Alexander H. Rossiter Jr.

Published 1:31 am Wednesday, September 25, 2013

WASHINGTON, N.C. — Al Rossiter, Jr., retired editor of the United Press International news service and assistant vice president at Duke University, died Monday, September 23, 2013 after a long illness. He was 77.

Rossiter, who lived with his wife, Sylvia, near Washington, NC, rose in the ranks from reporter to top newsman during 32 years of service at UPI, and capped his career with nearly 10 years at Duke, where he directed the Duke University News Service and was an assistant vice president in the Office of Public Affairs. He retired at the end of 2001 but then worked on a part-time basis for six years at the university’s Pratt School of Engineering, serving as communications director and then associate dean for public affairs.

Rossiter, a non-smoker, learned he had lung cancer in August 2011 while serving as chair of the Plantation Marina Committee, and treasurer and director of the Pamlico Plantation Townhome Owners Association. He was treated at Duke University Medical Center. He died at Vidant Beaufort Hospital.

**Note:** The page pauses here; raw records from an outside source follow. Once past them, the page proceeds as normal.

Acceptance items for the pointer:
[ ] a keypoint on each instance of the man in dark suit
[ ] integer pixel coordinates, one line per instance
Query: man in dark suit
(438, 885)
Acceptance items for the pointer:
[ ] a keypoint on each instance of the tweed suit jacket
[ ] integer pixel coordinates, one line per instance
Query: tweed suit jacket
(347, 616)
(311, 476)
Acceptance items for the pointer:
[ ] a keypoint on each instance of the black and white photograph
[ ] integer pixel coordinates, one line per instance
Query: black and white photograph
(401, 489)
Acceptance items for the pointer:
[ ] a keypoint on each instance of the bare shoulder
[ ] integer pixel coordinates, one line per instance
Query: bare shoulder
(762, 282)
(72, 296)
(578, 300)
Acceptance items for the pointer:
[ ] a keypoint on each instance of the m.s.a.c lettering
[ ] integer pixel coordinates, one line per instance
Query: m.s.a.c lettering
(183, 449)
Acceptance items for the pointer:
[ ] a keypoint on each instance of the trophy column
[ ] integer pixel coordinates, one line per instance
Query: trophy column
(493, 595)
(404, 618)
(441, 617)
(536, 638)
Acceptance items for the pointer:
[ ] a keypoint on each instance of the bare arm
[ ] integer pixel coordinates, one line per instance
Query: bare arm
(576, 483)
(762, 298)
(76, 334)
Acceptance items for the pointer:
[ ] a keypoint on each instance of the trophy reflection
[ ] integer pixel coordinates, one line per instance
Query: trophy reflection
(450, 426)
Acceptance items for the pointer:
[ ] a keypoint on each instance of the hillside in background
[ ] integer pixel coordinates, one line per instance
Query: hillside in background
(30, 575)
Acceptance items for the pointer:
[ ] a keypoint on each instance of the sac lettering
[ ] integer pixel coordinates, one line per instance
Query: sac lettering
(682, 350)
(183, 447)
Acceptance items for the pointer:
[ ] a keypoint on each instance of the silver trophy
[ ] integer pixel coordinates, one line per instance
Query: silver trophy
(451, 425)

Rossiter spent much of his career at UPI as a science writer and science editor. Based at Cape Canaveral, FL, from 1963 to 1973, he covered the nation’s space program through 1987 when he was appointed executive editor of the agency’s headquarters in Washington, DC, responsible for 850 editorial personnel around the world. In 1988, he was promoted to senior vice president as well as executive editor and in 1991 was named editor and executive vice president. He joined Duke in 1992.

Winner of 10 journalism awards, Rossiter covered many of the most significant stories involving the U.S. space program. They included the first manned Gemini flight in 1965, the Apollo 1 launch pad fire that killed three astronauts in 1967, the Apollo 11 lunar landing in 1969, the Viking robot landings on Mars in 1976 and the first 26 space shuttle missions.

He also led UPI’s reporting on a wide range of science and medical stories including the outbreak of Legionnaire’s disease in Philadelphia in 1976, the Three Mile Island nuclear power plant explosion in 1979 and the first permanent artificial heart implant in 1982 in Salt Lake City.

As a reporter, Rossiter traveled to the South Pole, descended 220 feet in the Atlantic Ocean in a small research submarine to view the sunken USS Monitor, broke the sound barrier in an Air Force F100, covered a drought in West Africa and saw an Ariane rocket launch in French Guiana.

Rossiter’s reporting was recognized by several science and journalistic organizations, including the Aviation/Space Writers Association, the National Space Club, the American Medical Writers Association, the American Heart Association and the American Chemical Society. In 1986, he was selected one of 40 national semifinalists in NASA’s Journalist-in-Space project, which was cancelled following the shuttle Challenger explosion that killed seven space fliers in 1987.

Rossiter studied geology at Rutgers University and Emory University’s Graduate School. He served on the national advisory board of the Knight Center for Specialized Journalism at the University of Maryland, and the advisory board of the Medical Journalism program at the University of North Carolina at Chapel Hill. Rossiter also was a member of the American Society of Newspaper Editors, the National Association of Science Writers and the North Carolina Press Association. He had been recognized in Who’s Who in America for more than 20 years.

A long-time boater, Rossiter was president of the East Coast Camano Owners association for five years.

He is survived by his wife of 53 years, Sylvia Vanlandingham Rossiter, and their two grown children, Alec Rossiter, III of Catonsville, MD, and Jill Rossiter Kerns of Bristow, VA; Jill’s husband Karl, and their son, Woody; a sister, Martha Rossiter Short of Charlotte, NC; and a brother, Thomas Howell Rossiter of Lebanon, NJ.

Rossiter was born in Elmira, NY in 1936 to Eleanor Howell Rossiter and Alexander H. Rossiter, both deceased. Rossiter grew up in Elmira, Douglaston, NY and Mahwah, NJ. He went to Rutgers in New Brunswick, NJ and Emory University in Atlanta. He married Sylvia Vanlandingham in Soperton, GA in 1960 and they lived in Atlanta; Richmond, VA; Cocoa Beach, FL; Columbia, MD; Durham, NC and Washington, NC.

A celebration of life reception will be held on Thursday, September 26, 2013, from 4:00 to 6:00 PM, at Hillside Funeral Service & Cremations, 4500 Hwy 264 E., Washington, NC.

In lieu of flowers, the family requests memorials be made to the charity of the donor’s choice.

You may share a memory with the family by visiting www.hillsidefuneralservice.com

Hillside Funeral Service & Cremations, 4500 Hwy 264 E, Washington, NC, has been given the honor of being entrusted with serving the Rossiter family.